By JACK WEATHERLY
Mississippi is casting its net wider to catch those who plunder isolated irrigation systems and other rural infrastructure for copper.
Copper wiring became a major target for thieves during the real estate collapse where houses and other structures were left vacant and unattended.
The metal that is preferred wiring for electricity rose to about $600 a ton in recent years, though prices have dropped since then.
Eventually, thefts spread far afield, where farm equipment that drives irrigation systems and moves grain and air in silos is a sitting duck.
“They’re in the middle of nowhere,” said Mississippi Secretary of State Delbert Hosemann.
Hosemann heads up the Mississippi Delta Agricultural Task Force. And that includes much of the alluvial soil in the Mississippi River Delta in the Magnolia State, Arkansas and parts of Louisiana.
Several years ago, the task force was set up.
“Then we found we were doing too good of a job,” Hoseman said in a telephone interview this week.
So they recruited Arkansas and about 12 parishes in Louisiana.
The expanded task force held its first meeting earlier this spring.
Its primary tool for its efforts is the LeadsOnline.com website.
Mississippi passed the Scrap Metal Law during Hosemann’s tenure, which began in 2008, and subsequently the Secretary of State’s office made provisions for every law enforcement agency in the state to have access to LeadsOnline, a clearinghouse of information on such thefts.
Scrap metal dealers must put anything that someone wants to sell them on the website for three days after the seller provides positive identification. “Every police officer and sheriff and everybody else can view that,” Hosemann said.
The Delta Council, which represents 18 counties in that region, has reported “tens of thousands” of dollars in losses in such thefts, Hosemann said.
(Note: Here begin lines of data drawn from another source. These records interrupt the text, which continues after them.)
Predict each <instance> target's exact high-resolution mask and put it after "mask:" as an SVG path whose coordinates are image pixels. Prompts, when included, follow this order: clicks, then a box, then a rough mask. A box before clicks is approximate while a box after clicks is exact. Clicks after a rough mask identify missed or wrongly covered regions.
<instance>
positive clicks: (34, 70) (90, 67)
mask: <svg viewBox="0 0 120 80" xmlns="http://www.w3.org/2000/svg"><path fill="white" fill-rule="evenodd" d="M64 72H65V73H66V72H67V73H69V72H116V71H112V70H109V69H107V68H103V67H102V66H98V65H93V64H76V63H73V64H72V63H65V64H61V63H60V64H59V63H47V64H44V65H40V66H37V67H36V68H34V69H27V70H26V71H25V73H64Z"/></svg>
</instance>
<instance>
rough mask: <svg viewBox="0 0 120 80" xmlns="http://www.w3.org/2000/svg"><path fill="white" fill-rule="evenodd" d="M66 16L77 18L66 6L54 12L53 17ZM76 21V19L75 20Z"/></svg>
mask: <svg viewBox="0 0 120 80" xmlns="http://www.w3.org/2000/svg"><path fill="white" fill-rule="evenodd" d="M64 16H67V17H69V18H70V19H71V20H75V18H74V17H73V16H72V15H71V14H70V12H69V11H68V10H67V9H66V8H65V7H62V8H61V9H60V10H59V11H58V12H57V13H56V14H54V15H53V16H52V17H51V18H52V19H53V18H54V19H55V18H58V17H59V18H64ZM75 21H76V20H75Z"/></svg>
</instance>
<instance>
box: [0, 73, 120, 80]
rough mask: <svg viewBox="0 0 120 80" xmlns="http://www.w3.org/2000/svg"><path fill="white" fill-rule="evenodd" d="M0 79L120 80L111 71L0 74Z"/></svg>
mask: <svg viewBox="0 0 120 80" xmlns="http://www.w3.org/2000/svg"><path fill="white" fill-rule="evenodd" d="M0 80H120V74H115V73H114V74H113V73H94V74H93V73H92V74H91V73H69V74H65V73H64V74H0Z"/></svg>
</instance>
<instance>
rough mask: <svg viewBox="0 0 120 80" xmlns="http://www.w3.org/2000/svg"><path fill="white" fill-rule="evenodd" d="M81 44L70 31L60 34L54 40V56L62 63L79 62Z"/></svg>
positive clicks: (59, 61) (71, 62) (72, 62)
Chip Morgan, executive director of the Delta Council, said that when the price of copper jumped, “we noticed that vacant industrial buildings were being stripped. We were trying to market them, but they were just a shell.” Working with sheriff’s offices yielded nothing, Morgan said.
The market shifted from cotton to corn and so some cotton gins were abandoned. “Cotton gins have an enormous energy requirement” and thus lots of electrical wiring
At the council’s request, the Mississippi attorney general, Jim Hood, met with his counterparts in Tennessee, Arkansas, Louisiana and Alabama, according to Morgan.
It was decided that there needed to be laws with much in common in dealing with metals thefts, because stolen material was being taken across state lines.
And because that was happening, Hood contacted FBI to deal with what had become a federal problem.
Meantime, the Mississippi Secretary of State’s Office, the state Agriculture Department and the Attorney General’s Office have worked together in “an overwhelming effort,” in conjunction with the scrap-metal dealers, Morgan said, adding that there were probably 50 local law-enforcement departments on hand when the task force was launched April 28.
“We’re dead serious about metal theft.” Morgan said.
The secretary of state’s office did not have to add staff to administer the program, said Hosemann, who added that he raised $100,000 from private sources to run it.
“This is the way, government ought to work. You get private interests, public interests — with very little money involved — working toward a common goal.”
Chicot County (Ark.) Sheriff Ronald Nichols said in an interview that “I think it’ll solve a lot of agricultural thefts.”
More than 480 Mississippi businesses, among 30,000 nationwide, report transactions through LeadsOnline Metal Theft Investigations System, according to a news release from Hosemann’s office.